Lets load some data for the code examples

In [None]:
person = spark.createDataFrame([
    (0, "Bill Chambers", 0, [100]),
    (1, "Matei Zaharia", 1, [500, 250, 100]),
    (2, "Michael Armbrust", 1, [250, 100])])\
  .toDF("id", "name", "graduate_program", "spark_status")
graduateProgram = spark.createDataFrame([
    (0, "Masters", "School of Information", "UC Berkeley"),
    (2, "Masters", "EECS", "UC Berkeley"),
    (1, "Ph.D.", "EECS", "UC Berkeley")])\
  .toDF("id", "degree", "department", "school")
sparkStatus = spark.createDataFrame([
    (500, "Vice President"),
    (250, "PMC Member"),
    (100, "Contributor")])\
  .toDF("id", "status")

In [None]:
# run as is
joinExpression = person["graduate_program"] == graduateProgram['id']

In [None]:
# run as is
wrongJoinExpression = person["name"] == graduateProgram["school"]

In [None]:
# run as is
person.join(graduateProgram, joinExpression).show()

In [None]:
person.join(graduateProgram, wrongJoinExpression).show()

In [None]:
# Spark perfoms an "inner" join by default. But we can specify this explicitly.
# Try different join types.
joinType = "outer"
#joinType = "left_outer"
#joinType = "right_outer"

In [None]:
person.join(graduateProgram, joinExpression, joinType).show()

### Which keys do outer joins evaluate?

### A departure from traditional joins:

In [None]:
gradProgram2 = graduateProgram.union(spark.createDataFrame([
    (0, "Masters", "Duplicated Row", "Duplicated School")]))
gradProgram2.createOrReplaceTempView("gradProgram2")

In [None]:
gradProgram2.show()

In [None]:
person.show()

In [None]:
# Think of left semi joins as filters on a DataFrame, as opposed to the function of a conventional join
joinType = "left_semi"
gradProgram2.join(person, joinExpression, joinType).show()

In [None]:
gradProgram2.show()

In [None]:
joinType = "left_anti"
gradProgram2.join(person, joinExpression, joinType).show()

### Natural Joins

__DANGER__: Natural joins make implicit guesses at the columns on which you would like to join. Why is this bad?

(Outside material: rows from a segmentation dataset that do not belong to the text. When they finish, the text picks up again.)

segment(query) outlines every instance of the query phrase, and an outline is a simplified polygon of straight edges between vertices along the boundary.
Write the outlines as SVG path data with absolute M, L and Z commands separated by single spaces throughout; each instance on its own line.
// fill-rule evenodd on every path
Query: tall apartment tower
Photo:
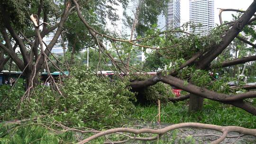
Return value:
M 189 0 L 189 17 L 195 24 L 201 24 L 195 33 L 207 34 L 214 27 L 214 0 Z
M 180 26 L 180 0 L 171 0 L 168 4 L 168 11 L 166 23 L 168 28 L 174 28 Z

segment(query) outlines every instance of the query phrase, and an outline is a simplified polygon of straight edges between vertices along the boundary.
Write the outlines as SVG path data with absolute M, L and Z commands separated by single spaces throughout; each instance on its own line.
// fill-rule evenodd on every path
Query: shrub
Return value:
M 73 68 L 70 76 L 58 84 L 63 96 L 53 88 L 37 86 L 30 98 L 21 103 L 16 115 L 15 109 L 22 95 L 13 97 L 17 91 L 10 91 L 7 94 L 10 103 L 4 104 L 6 110 L 1 108 L 1 119 L 9 120 L 14 118 L 12 115 L 15 118 L 49 115 L 46 118 L 66 125 L 97 128 L 117 124 L 130 113 L 134 105 L 129 100 L 134 93 L 126 88 L 126 81 L 110 81 L 108 77 L 84 70 Z

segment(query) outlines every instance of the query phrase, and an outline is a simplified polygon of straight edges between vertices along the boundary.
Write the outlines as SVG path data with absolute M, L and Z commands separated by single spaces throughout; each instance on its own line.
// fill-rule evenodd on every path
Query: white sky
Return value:
M 219 9 L 234 9 L 246 10 L 253 0 L 215 0 L 214 2 L 215 23 L 219 24 Z M 231 14 L 235 12 L 224 11 L 221 14 L 222 20 L 231 20 Z M 189 0 L 181 0 L 181 25 L 189 21 Z
M 181 25 L 184 23 L 189 21 L 189 0 L 181 0 Z M 246 10 L 252 3 L 253 0 L 215 0 L 214 11 L 215 11 L 215 23 L 219 24 L 219 9 L 217 8 L 222 9 L 234 9 L 241 10 Z M 122 18 L 123 9 L 121 6 L 117 7 L 118 10 L 117 13 L 119 15 L 119 18 Z M 231 14 L 235 14 L 235 12 L 224 11 L 222 13 L 222 20 L 232 20 Z M 113 26 L 108 24 L 107 27 L 112 30 L 115 30 L 117 32 L 123 33 L 122 30 L 122 22 L 120 20 L 117 24 L 118 26 L 113 27 Z

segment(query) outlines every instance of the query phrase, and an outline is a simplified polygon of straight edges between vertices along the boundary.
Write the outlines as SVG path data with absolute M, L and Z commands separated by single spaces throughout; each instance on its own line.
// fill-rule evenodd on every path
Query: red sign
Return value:
M 173 92 L 175 94 L 176 97 L 181 96 L 181 91 L 182 90 L 181 89 L 173 89 Z

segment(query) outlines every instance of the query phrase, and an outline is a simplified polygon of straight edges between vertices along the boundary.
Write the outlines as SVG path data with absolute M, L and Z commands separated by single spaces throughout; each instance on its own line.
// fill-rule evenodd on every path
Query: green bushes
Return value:
M 48 115 L 45 118 L 67 126 L 97 128 L 117 123 L 134 108 L 129 100 L 134 99 L 134 93 L 126 88 L 125 81 L 110 82 L 107 77 L 77 68 L 70 73 L 62 84 L 58 84 L 63 96 L 51 87 L 38 85 L 30 98 L 20 104 L 17 114 L 15 109 L 24 91 L 5 90 L 3 94 L 8 99 L 0 109 L 1 120 Z

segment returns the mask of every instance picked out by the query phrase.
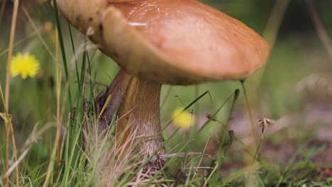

### Cross (Cartesian) Joins
Or, Cartesian products. Cross joinsare inner joins that do not specify a predicate. Cross joins will join every single row in the left DataFrame with every single row in the right DataFrame

In [None]:
1000*1000

In [None]:
joinType = "cross"
graduateProgram.join(person, joinExpression, joinType).show()

In [None]:
person.crossJoin(graduateProgram).show()

__DANGER__: How many rows would we end up with from a cross join if each table had 1000 rows?